I have same problem with Safari. 

I can quote someone's entire post, but not highlight a section and hit the quote button.


----------



## Andres (Jun 20, 2011)

Chaplainintraining said:


> I have same problem with Safari.
> 
> I can quote someone's entire post, but not highlight a section and hit the quote button.



Exactly. I really liked that select quote feature and I hope it's not lost.


----------



## au5t1n (Jun 20, 2011)

"Reply with Quote" has been working for me, but not the highlight-and-quote feature. Back to the old way of quoting!


----------



## JennyG (Jun 20, 2011)

I'm on safari - I can highlight, and the box with "quote" appears, but when I click it it doesn't work


----------



## Skyler (Jun 20, 2011)

Also, when I try to post a reply, it asks if I want to leave the page because changes made in the editor will be lost.

I mean, seriously?


----------



## Jack K (Jun 20, 2011)

Skyler said:


> Also, when I try to post a reply, it asks if I want to leave the page because changes made in the editor will be lost.
> 
> I mean, seriously?



Same here. And no ability to highlight and quote just parts of a post anymore. I think it's safe to assume these are changes with the board, not anyone's personal computer. But I figure they'll be worked out soon.


----------



## Semper Fidelis (Jun 20, 2011)

Looks like the iQuote product is incompatible with 4.1.4. That's the problem with unsupported Mods. Hopefully the developer will have an update. I've uninstalled the iQuote feature.

BTW, Scott, there's nothing wrong with the Helpful Posts feature.


----------



## Scott1 (Jun 20, 2011)

My thanks... thanks.


----------



## Scottish Lass (Jun 20, 2011)

Glad it wasn't just me! I noticed about a week ago, but I only mentioned it within another topic. I can do whole quote on FF, but not partials, like most of you.


----------



## fishingpipe (Jun 20, 2011)

Same here in both IE and Firefox most recent releases.


----------



## PuritanCovenanter (Jun 20, 2011)

Scottish Lass said:


> Glad it wasn't just me! I noticed about a week ago, but I only mentioned it within another topic. I can do whole quote on FF, but not partials, like most of you.



I have usually for years just used the quote post function and just deleted the parts that weren't necessary.


----------



## au5t1n (Jun 20, 2011)

PuritanCovenanter said:


> Scottish Lass said:
> 
> 
> > Glad it wasn't just me! I noticed about a week ago, but I only mentioned it within another topic. I can do whole quote on FF, but not partials, like most of you.
> ...



The highlight-and-quote feature sure was a welcome addition to the board, though.
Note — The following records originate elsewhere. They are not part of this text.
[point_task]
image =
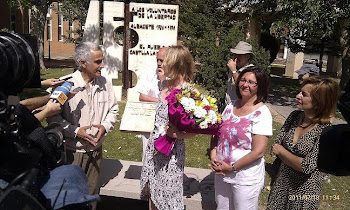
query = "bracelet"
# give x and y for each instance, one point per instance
(233, 167)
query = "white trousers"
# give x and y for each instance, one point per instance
(144, 144)
(236, 197)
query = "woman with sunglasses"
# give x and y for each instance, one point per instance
(237, 153)
(298, 183)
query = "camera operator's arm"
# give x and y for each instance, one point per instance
(50, 109)
(36, 102)
(51, 82)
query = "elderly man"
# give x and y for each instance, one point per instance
(242, 54)
(150, 88)
(89, 115)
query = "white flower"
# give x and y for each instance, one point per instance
(162, 131)
(199, 112)
(212, 118)
(188, 104)
(204, 124)
(205, 101)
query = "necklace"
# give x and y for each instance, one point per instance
(305, 126)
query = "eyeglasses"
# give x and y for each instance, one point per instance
(250, 83)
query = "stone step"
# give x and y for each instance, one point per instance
(121, 178)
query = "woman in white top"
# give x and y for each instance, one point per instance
(237, 152)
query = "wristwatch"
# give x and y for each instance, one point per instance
(233, 167)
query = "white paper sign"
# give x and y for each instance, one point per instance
(138, 117)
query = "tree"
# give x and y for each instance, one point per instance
(207, 29)
(321, 24)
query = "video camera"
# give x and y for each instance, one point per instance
(28, 150)
(334, 149)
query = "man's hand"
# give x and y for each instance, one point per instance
(51, 82)
(52, 108)
(83, 135)
(101, 131)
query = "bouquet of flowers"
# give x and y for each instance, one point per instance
(191, 112)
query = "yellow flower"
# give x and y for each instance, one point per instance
(211, 100)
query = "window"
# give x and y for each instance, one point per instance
(60, 23)
(49, 24)
(71, 29)
(13, 19)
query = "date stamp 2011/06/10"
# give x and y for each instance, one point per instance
(313, 197)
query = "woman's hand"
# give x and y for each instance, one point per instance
(173, 132)
(221, 167)
(276, 149)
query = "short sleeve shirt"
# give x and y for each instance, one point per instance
(235, 141)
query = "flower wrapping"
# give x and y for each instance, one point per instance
(191, 112)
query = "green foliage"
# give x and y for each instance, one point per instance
(213, 73)
(213, 54)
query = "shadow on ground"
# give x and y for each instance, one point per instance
(108, 203)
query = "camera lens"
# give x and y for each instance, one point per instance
(18, 61)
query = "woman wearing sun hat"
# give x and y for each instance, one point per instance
(242, 54)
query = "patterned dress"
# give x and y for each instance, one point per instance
(293, 189)
(163, 174)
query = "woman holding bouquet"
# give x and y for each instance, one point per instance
(298, 183)
(237, 153)
(162, 175)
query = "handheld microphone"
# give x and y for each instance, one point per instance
(60, 94)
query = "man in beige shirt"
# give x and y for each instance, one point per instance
(242, 54)
(89, 115)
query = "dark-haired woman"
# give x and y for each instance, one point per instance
(237, 152)
(298, 183)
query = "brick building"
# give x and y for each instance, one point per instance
(18, 20)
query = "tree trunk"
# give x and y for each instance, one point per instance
(345, 67)
(38, 20)
(345, 44)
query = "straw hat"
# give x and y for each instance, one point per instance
(242, 48)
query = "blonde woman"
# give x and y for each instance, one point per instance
(162, 176)
(298, 183)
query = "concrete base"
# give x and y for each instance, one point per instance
(121, 178)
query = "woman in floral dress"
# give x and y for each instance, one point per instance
(162, 176)
(298, 182)
(237, 153)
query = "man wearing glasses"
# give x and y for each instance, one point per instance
(242, 54)
(307, 70)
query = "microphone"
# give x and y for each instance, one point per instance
(60, 94)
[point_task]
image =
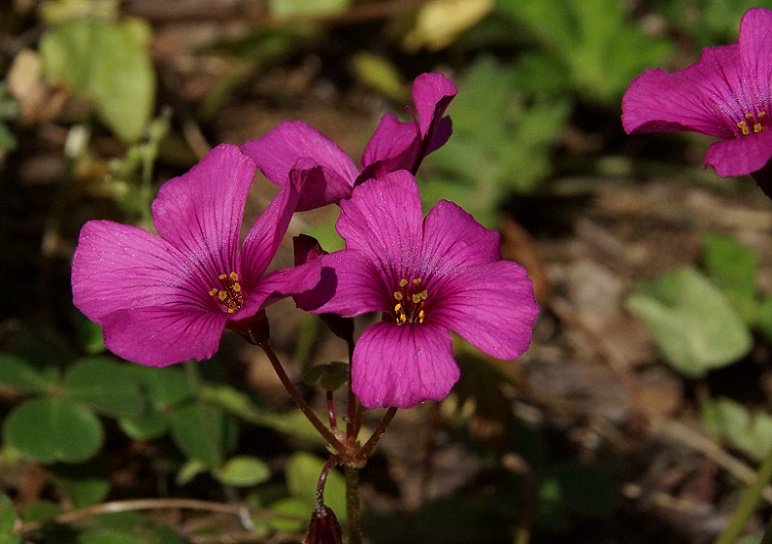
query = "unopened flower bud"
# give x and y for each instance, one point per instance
(324, 527)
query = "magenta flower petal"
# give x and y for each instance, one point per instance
(161, 336)
(278, 152)
(197, 213)
(116, 267)
(357, 286)
(658, 101)
(419, 365)
(426, 277)
(392, 146)
(167, 298)
(432, 94)
(396, 145)
(282, 283)
(738, 156)
(373, 224)
(452, 238)
(726, 94)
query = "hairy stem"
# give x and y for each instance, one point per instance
(352, 505)
(367, 449)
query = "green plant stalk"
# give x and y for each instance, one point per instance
(299, 401)
(749, 501)
(353, 509)
(768, 533)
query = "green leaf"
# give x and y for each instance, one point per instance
(84, 483)
(292, 423)
(148, 426)
(692, 323)
(165, 386)
(734, 268)
(592, 41)
(749, 432)
(7, 515)
(53, 429)
(306, 8)
(495, 150)
(303, 470)
(763, 319)
(19, 373)
(102, 536)
(243, 471)
(106, 385)
(203, 432)
(107, 63)
(190, 470)
(330, 376)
Oh well.


----------



## Rufus (Jun 20, 2011)

Copying and Quoting isn't working for me on whatever the latest Firefox is.


----------



## Semper Fidelis (Jul 23, 2011)

iQuote function is working again.


----------



## fredtgreco (Jul 23, 2011)

Semper Fidelis said:


> iQuote function is working again


Rich,

You are a great servant! Even things that are minor and out of (immediate) sight, you remember and take care of. Thank you for all you do.


----------